And as for "being published", for a long time, I have had an audience, hearers, or readers. When I preach, there are always people there to hear my sermons. Sermons have been printed, taped and shared, uploaded onto the internet, read and heard. That is the same end goal as being published.

Now, I share my thoughts daily and some people actually do read them. I could never have imagined having so much fun! It is infinitely better than writing a novel!


All I have to do is to press the button that says "publish" and away it goes.


Dream in a different form, but same dream, nonetheless!




Wednesday, January 20, 2010

The Literary Club



As an invited guest, today I attended a Ladies Literary Club. I've never been to such a gathering before. Usually, it is hosted in members' homes. A church member who belongs to the club chose to host in the church lounge, since her home was not adequate for the gathering. Thus, my invitation. About half of the women were from our church.

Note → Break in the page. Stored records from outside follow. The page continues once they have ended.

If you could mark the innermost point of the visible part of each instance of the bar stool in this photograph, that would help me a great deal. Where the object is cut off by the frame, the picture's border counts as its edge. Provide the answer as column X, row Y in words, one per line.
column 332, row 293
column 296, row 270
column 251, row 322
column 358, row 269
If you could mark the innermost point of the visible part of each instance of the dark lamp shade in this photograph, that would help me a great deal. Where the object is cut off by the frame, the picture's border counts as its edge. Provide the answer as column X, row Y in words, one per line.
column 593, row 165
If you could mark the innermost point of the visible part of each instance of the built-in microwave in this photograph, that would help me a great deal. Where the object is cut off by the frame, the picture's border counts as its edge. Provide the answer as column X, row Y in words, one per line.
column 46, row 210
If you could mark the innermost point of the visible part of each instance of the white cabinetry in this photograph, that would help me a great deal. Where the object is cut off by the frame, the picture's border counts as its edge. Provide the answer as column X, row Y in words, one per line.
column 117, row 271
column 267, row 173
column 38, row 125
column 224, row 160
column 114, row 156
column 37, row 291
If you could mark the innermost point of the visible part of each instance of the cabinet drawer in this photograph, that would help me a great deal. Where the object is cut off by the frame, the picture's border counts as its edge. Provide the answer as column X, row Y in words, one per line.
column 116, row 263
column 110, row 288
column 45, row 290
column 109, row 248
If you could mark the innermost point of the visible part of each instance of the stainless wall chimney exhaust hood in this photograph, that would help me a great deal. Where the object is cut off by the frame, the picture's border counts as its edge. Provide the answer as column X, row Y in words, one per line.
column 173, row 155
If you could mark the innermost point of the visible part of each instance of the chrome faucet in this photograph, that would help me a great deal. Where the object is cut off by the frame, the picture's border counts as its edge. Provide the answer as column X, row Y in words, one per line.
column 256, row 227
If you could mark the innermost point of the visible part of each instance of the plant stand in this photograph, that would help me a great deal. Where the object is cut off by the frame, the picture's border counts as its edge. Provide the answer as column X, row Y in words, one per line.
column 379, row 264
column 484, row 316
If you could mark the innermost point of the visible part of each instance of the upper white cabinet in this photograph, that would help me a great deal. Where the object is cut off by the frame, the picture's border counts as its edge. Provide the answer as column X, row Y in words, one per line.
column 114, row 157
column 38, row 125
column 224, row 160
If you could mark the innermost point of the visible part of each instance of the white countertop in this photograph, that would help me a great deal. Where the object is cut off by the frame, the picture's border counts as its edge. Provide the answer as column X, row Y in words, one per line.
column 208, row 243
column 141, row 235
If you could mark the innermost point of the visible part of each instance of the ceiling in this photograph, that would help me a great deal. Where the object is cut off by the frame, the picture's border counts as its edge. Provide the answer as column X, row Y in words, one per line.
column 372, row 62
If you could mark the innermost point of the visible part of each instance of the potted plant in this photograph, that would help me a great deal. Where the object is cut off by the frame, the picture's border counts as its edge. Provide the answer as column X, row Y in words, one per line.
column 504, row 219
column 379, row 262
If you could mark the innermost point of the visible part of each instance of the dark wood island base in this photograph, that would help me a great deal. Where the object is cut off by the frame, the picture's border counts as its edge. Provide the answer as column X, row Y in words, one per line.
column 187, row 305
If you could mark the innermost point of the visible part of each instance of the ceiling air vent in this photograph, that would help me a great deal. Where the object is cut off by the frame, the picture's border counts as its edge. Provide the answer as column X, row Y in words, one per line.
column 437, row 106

This club actually began in 1880! It was a strong reminder that reading was the primary activity for many folks, especially prior the advent of modern day technology. A report on tonight's evening news outlined how much time today's youth spend on facebook, cell phones, texting, twittering, watching television, playing video games, etc. All of those ranged from one and a half to six hours. The average time per day that a young person reads is 38 minutes.
There's nothing better than reading a good book. On the other hand, in the past few months, I had the experience of reading some really lousy books. When finished, I wondered what the point was, and wish I had stopped reading much earlier.
Perhaps the purpose of a literary club is that good books are reviewed and recommended. At least they were today. Two presenters read their "papers" [which each member has to write] about their favorite author. I learned of a new contemporary writer who sounds promising.
It is remarkable to me that this club has a history of one hundred and thirty years! Something about the whole experience was reminiscent of another era, when life was slower, easier, less complicated.
And they even brought out the good silver, too!

Tuesday, January 19, 2010

From Famine to Feast

The first year of my retirement I was working much of the time, postponing my real experience of what retirement is like. For the past six months, I have had a taste of that. I don't really mind my own company; I can always enjoy reading a good book; it's fun to have lunch with family members or friends. However, I discovered that I have been in a "famine" of people interactions. There hasn't been enough, and I've missed that!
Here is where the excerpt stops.